Today is day four of a four day week end. The "to do list" is partially conquered, but really, there's never an end. On top of that I'm a wee bit blue and feeling unmotivated. So, I'm gifting myself a gentle kind of day - puttering here and there without time pressure. I need to be gentler to myself at times.

I'm the current STOP of a traveling book, All the Way to Heaven by Elizabeth Sherrill. I have very little time to read anything other than class materials, and I tend to spend any time I do have on my Bible study. But I'm not ready to forward this book quite yet because it really is a gem.

These quotes have made me pause as I read them just now.

I said to the man who stood at the gate of the year, "Give me a light that I may tread safely into the unknown." And he replied, "Go out into the darkness and put your hand into the hand of God. That shall be to you better than light and safer than a known way." ~Minnie Louise Haskins

"Our hand in his is of course a poet's way of expressing trust. And why should dark be better for our journey than daylight? Because, I've come to feel, holding our hand is God's delight."

"Getting there, even to some noble goal, is not as important to God, I suspect, as the journey in companionship with him. It's relationship, not achievement, that he wants."

"It's an hour by hour, minute by minute thing, Andrew [as in Brother Andrew] said. 'God doesn't set us a task and come back later to see how we've done. He goes with us every inch of the way.' And it's along the way that the important thing happens, the creature falling in step with the Creator."

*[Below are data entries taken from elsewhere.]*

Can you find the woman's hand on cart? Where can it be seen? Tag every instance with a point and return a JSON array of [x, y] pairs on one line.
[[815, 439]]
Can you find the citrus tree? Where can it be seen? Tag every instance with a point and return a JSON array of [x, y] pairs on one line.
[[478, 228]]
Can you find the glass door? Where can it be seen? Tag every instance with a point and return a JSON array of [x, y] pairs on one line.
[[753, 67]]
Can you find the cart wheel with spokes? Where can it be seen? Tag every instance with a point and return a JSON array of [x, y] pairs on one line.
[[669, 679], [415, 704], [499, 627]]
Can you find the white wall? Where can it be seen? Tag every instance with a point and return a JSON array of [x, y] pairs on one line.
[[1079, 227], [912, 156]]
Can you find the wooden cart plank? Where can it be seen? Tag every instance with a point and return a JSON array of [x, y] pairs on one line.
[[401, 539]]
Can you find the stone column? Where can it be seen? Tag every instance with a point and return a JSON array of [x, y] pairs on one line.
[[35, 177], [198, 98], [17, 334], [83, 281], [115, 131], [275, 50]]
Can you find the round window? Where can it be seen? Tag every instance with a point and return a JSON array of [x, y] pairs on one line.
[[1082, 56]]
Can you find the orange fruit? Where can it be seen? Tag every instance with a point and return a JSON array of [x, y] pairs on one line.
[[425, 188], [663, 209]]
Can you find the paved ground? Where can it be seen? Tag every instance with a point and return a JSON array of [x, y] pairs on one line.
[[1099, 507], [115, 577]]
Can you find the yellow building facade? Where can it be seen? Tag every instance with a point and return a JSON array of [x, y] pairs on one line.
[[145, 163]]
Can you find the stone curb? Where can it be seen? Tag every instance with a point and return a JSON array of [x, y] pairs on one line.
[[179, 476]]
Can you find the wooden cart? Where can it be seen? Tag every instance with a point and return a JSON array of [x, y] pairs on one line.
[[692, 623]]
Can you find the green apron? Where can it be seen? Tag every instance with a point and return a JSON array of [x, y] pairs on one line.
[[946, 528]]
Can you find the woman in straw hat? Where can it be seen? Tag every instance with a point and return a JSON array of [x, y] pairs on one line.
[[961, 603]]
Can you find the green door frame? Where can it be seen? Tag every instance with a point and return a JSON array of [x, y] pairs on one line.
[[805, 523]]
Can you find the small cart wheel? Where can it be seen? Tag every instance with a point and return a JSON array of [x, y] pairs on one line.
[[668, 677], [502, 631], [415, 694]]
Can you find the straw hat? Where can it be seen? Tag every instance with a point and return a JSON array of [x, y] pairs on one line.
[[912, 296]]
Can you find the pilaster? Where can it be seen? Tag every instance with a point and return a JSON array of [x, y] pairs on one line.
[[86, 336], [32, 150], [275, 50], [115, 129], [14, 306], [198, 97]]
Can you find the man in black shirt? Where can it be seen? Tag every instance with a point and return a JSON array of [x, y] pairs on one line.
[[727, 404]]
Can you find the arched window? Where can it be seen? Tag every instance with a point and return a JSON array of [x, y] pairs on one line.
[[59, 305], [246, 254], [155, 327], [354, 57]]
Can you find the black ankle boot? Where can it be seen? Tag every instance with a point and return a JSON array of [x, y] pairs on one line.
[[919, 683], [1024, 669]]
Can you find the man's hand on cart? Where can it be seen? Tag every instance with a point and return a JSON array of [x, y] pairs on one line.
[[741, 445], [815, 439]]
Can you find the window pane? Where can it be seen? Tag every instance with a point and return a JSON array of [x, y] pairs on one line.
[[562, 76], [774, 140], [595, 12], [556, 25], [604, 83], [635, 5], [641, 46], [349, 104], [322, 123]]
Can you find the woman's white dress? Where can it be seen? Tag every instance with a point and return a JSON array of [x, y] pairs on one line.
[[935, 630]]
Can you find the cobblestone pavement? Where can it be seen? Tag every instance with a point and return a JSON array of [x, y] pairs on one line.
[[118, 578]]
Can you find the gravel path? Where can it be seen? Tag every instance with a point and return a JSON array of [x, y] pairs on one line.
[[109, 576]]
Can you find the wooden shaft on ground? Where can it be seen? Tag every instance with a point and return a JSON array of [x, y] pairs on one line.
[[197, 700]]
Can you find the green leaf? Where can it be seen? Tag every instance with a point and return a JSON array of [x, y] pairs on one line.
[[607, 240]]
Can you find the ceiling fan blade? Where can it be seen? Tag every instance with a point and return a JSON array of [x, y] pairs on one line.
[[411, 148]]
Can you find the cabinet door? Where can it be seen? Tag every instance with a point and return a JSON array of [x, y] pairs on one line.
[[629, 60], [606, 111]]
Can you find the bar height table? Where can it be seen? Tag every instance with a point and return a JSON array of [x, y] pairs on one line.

Of course I know all this in my brain. But this speaks to my heart. My "to do list" heart with the mentality that often rates a day by its productivity.

Today is not overly productive, or at least not as productive as I'd like. But I am in relationship with the One who understands the blues, knows the causes and holds the solution. I'm leaning in. I want to bring him delight - the delight of my still hand in His, even for moments at a time, is a lovely picture indeed.